Ben turned to face Kyle. “You leaving too?”

Kyle shook his shaggy head. “No place else I need to be.” He swept up his towel from where Eddie had dropped it, returned to the tip, and spread it on the ground. He settled, facing out at the water, his long legs dangling over the side. He patted the towel beside him.

Ben eased himself down carefully next to Kyle, tucking his legs beneath him. The tip had never bothered Ben before; heights didn’t get to Ben, though he never hung out for very long at the tip, always dove fast, like something was at his back (after the time Francesca followed him in, it was always like that). Clouds appeared and cast a black pall on the surface, and Ben shivered. Together they watched Eddie do a compact backstroke, the water around him swirling, melted crayon wax, purple and black.

Eddie’s backstroke turned into a free-float. Kyle pointed. “You see that? He looks natural. Peaceful even.”

Ben wanted to say there was nothing natural about diving over and over like a robot with a banged-up hand. Ben tried to look more closely. He thought maybe he could see Eddie’s eyes, fixed on the sky, not slitted mean, like when he talked to Ben and the other boys on the ledge, but wide and searching, trying to find Connie among the clouds. For a second, Ben could tell himself that Eddie was fine, they were all fine.

“He does look peaceful,” Ben said.

“Don’t be fooled. There’s nothing peaceful about him. He’s in hell, dude.”

Ben frowned. “Obviously. I was just saying.”

“And he’ll be in hell a lot longer if you keep calling his uncle Chester the Molester.”

“But what if it’s true?”

Kyle gazed at Eddie, floating on his back, his hand a white blur at his side. “Those girls did something incredibly stupid and dangerous. And they had a terrible accident.

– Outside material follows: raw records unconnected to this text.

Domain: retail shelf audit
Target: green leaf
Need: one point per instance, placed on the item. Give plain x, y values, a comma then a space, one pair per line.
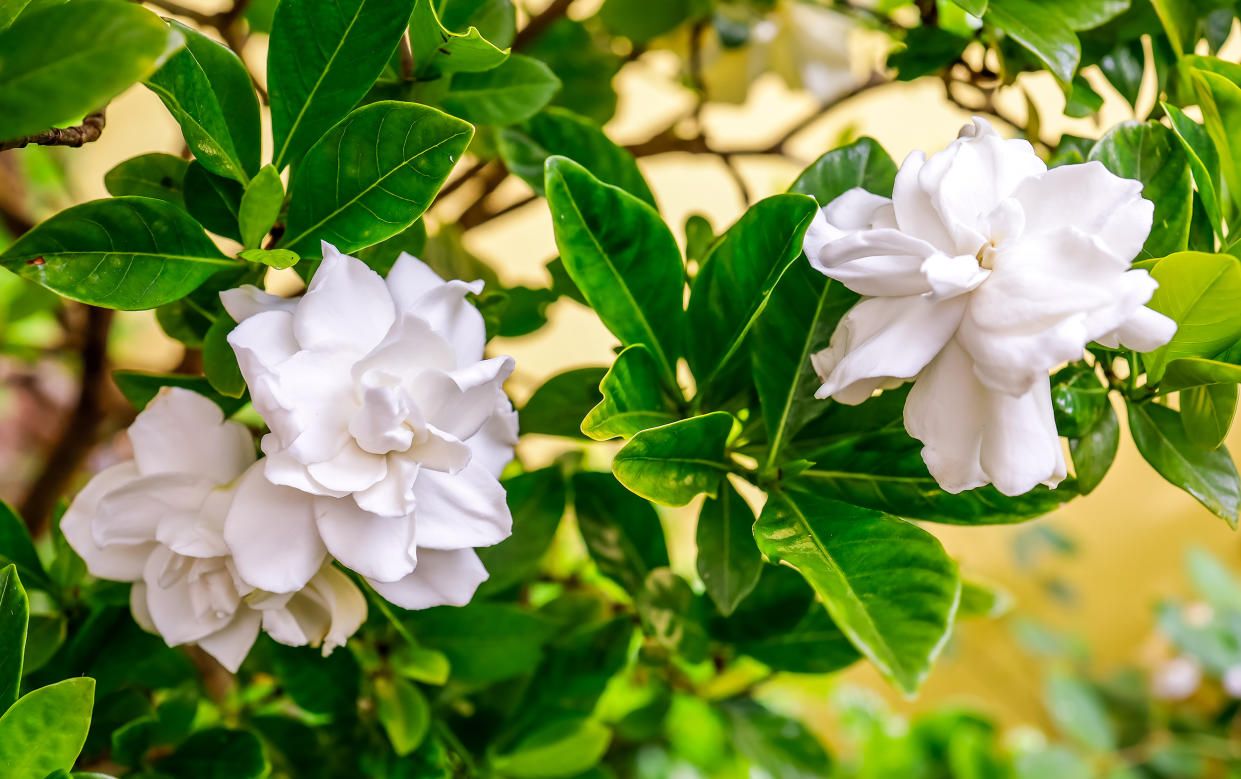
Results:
1204, 163
14, 619
623, 258
1199, 292
149, 175
863, 163
560, 748
537, 501
259, 206
1046, 35
886, 583
1206, 474
778, 744
526, 146
674, 463
323, 57
217, 753
622, 531
207, 91
735, 285
122, 253
1206, 413
63, 61
1149, 153
559, 406
438, 51
371, 176
506, 94
45, 730
729, 562
1079, 712
632, 398
403, 712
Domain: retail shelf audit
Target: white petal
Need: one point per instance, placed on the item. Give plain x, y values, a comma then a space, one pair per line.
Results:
346, 308
442, 578
461, 510
272, 534
183, 432
375, 546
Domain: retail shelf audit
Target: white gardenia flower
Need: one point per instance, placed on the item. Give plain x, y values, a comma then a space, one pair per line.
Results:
982, 273
158, 521
380, 405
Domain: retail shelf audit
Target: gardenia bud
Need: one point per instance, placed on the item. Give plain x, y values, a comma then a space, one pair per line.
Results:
158, 521
380, 405
982, 273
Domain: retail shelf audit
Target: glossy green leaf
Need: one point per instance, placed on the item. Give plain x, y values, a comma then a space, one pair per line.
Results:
506, 94
674, 463
259, 206
207, 91
1199, 292
323, 57
1206, 474
1149, 153
1206, 413
122, 253
863, 163
438, 51
729, 562
632, 398
735, 285
371, 176
403, 712
14, 619
149, 175
45, 730
526, 146
623, 258
622, 531
887, 584
63, 61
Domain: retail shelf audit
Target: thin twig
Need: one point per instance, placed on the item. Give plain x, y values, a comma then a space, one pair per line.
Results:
89, 130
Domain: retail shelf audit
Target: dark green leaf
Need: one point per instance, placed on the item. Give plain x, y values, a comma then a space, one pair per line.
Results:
149, 175
63, 61
674, 463
886, 583
506, 94
729, 562
323, 57
526, 146
1206, 474
622, 257
371, 176
622, 531
122, 253
207, 91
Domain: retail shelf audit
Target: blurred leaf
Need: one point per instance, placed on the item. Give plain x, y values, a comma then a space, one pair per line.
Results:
622, 257
206, 88
621, 530
371, 176
889, 584
149, 175
1206, 474
727, 558
322, 58
560, 405
674, 463
63, 61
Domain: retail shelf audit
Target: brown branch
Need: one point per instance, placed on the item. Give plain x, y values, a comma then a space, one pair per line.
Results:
77, 135
81, 428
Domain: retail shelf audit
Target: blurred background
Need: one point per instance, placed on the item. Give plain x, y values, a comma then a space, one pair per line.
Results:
1095, 571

And from that, you get that their father was abusing them?”

“I’m saying something was so bad in that house those girls decided to creep off in the middle of the night to do something they had to know might get them killed.”

Kyle made a scoffing noise.

“Think about it. Even if it was an accident—” said Ben.

“Was an accident?” Kyle said.

“Even if it was. You don’t play fast and loose with your life like that unless you don’t have much to live for,” Ben said.

“How about the fact that their cousin keeled?” Kyle asked.

“People die.” Ben waved to Eddie. “It happens. It doesn’t mean you decide you don’t want to live anymore either.”

“You ever hear of depression?”

“This is different. I know their father had something to do with it.”

“But you don’t know what that something was.”

Ben shifted and faced Kyle, sending shards of mica over the side and floating down to the water. “What else could be that bad?”

“Have you ever considered that we may never know?”

Ben clawed the ground, scraping for something to throw into the water, hard. The rock cut his fingers, and he wiped streaks of blood on his bathing suit, resentful. Usually Kyle was solid. He was close with Eddie, too, but their families’ bad blood was like an invisible barrier that kept them from getting too close. Kyle had been Ben’s protector, was the one he could count on to clock anyone who mentioned Coach Freck and Ben in the same sentence. Less so now, since Ben had gotten so big and his shame had faded, but he knew Kyle still had his back, if he needed him. Yet here he was, staying behind to give him a lesson.

“Maybe we won’t know,” Ben said finally, jamming his towel and a baseball hat hard into his nylon sack. “But if I could prove they were being abused, and if everyone knew they weren’t crazy, or stupid, it would make a difference.”

“It sure would.” Kyle stood, waving his arms in a lazy X over his head down to Eddie. “It would cast a pox on Eddie, and his parents. But for the Cillo girls? They’re gone. Least in the way you knew them. For them, it won’t change anything.”

Ben stood. “I gotta go. I got somewhere to be.”